For work we picked up sticks, big surprise.  The group cleaned a major part of the beach and this was our toll for another night stay.  Leaving Playa Brava the next morning proved difficult, I´ve never in my life witnessed such astounding beauty.  On the way out we ran into the man who accomodated us the first night .  We said our goodbyes and wished him luck along his way.
As we walked back into the jungle we followed a natural stream-bed up a steep ridge back into the mountains.  As we found our way again through the forest we came upon some ancient ruins (400-1600 AD).  A road made of massive stones in the middle of nowhere claimed evidence to a once flourishing culture.  Circles of stones and small walls could be seen here and there amongst the thick undergrowth of various grasses and shrubs.  As we descended towards the coast once again the trail switched from natural waterways and streams to one constructed by man.  For 20-30 km we descended down the most gorgeous and mind blowing trail I´ve ever encountered.  The entire trail was built with massive boulders fitting just perfectly together as if God himself had patiently placed each one.  Each stone was positioned with unwavering precision, and the depth and weight of it all was neuronically staggering.  Vines and flowers hung from the massive trees, multi-colored catapillers danced off the huge leaves, and everyone was speechless as to what may come next.
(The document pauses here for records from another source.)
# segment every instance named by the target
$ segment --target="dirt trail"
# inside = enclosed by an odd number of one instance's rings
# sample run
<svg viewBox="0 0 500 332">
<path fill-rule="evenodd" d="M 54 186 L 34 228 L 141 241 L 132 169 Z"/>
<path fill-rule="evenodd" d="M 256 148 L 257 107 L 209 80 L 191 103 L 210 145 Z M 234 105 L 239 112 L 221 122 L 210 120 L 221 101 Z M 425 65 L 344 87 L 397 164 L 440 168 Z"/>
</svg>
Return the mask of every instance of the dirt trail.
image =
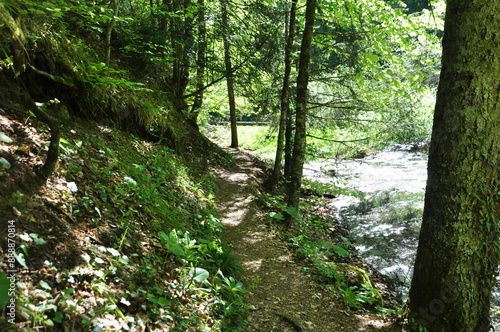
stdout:
<svg viewBox="0 0 500 332">
<path fill-rule="evenodd" d="M 337 306 L 292 258 L 253 204 L 251 195 L 263 171 L 253 158 L 229 150 L 236 159 L 231 169 L 219 170 L 219 204 L 225 240 L 246 268 L 243 283 L 251 291 L 247 331 L 380 331 L 384 322 Z M 252 189 L 253 188 L 253 189 Z M 385 330 L 385 329 L 384 329 Z"/>
</svg>

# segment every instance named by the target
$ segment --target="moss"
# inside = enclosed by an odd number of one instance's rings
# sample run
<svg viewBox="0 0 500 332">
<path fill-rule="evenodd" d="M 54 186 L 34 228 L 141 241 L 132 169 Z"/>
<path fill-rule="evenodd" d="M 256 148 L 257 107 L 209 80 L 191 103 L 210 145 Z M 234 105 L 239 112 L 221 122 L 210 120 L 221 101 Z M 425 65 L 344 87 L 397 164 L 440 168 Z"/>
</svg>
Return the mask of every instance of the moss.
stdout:
<svg viewBox="0 0 500 332">
<path fill-rule="evenodd" d="M 359 267 L 346 263 L 331 264 L 334 266 L 337 273 L 344 277 L 349 284 L 351 284 L 352 286 L 357 286 L 359 288 L 363 288 L 364 286 L 364 288 L 370 289 L 372 297 L 377 300 L 377 304 L 380 306 L 384 305 L 382 295 L 380 295 L 379 291 L 373 285 L 368 272 Z"/>
</svg>

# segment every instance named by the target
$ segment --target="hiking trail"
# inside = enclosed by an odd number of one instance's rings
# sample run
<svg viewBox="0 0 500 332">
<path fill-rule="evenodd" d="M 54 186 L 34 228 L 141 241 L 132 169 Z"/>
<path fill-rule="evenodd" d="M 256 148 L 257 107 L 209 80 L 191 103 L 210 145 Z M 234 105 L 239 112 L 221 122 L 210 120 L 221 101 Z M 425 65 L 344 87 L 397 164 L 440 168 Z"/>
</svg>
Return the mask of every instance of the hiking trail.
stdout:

As we came down the mountains zig-zagging our way down the unfathomable trail, we entered the wetlands and crossed another major river.  We then continued for miles along the coast admiring multi-colored beaches and breath-taking scenery that had a taste all of its own.
Leaving the park that evening, we had no plan or mode of transportation back to Taganga, but as fate would have it we caught a ride with some local Colombians.  Five guys about our age who were themselves on a road-trip headed for Taganga, offered us a ride.  As the nine of us situated our packs and selves in a souped-up, off-road jeep with pirate flags flapping in the cool breeze, we flew down the road to our destination.  Smoking the Crepe and laughing the whole way, we couldn´t have found a more appropriate way home.
Under the Cheshire Cat´s long, thin, and cresent smile we made our way back to the hostel, having just escaped a ticket from the Colombian police for exceeding the Jeep´s capacity of passengers.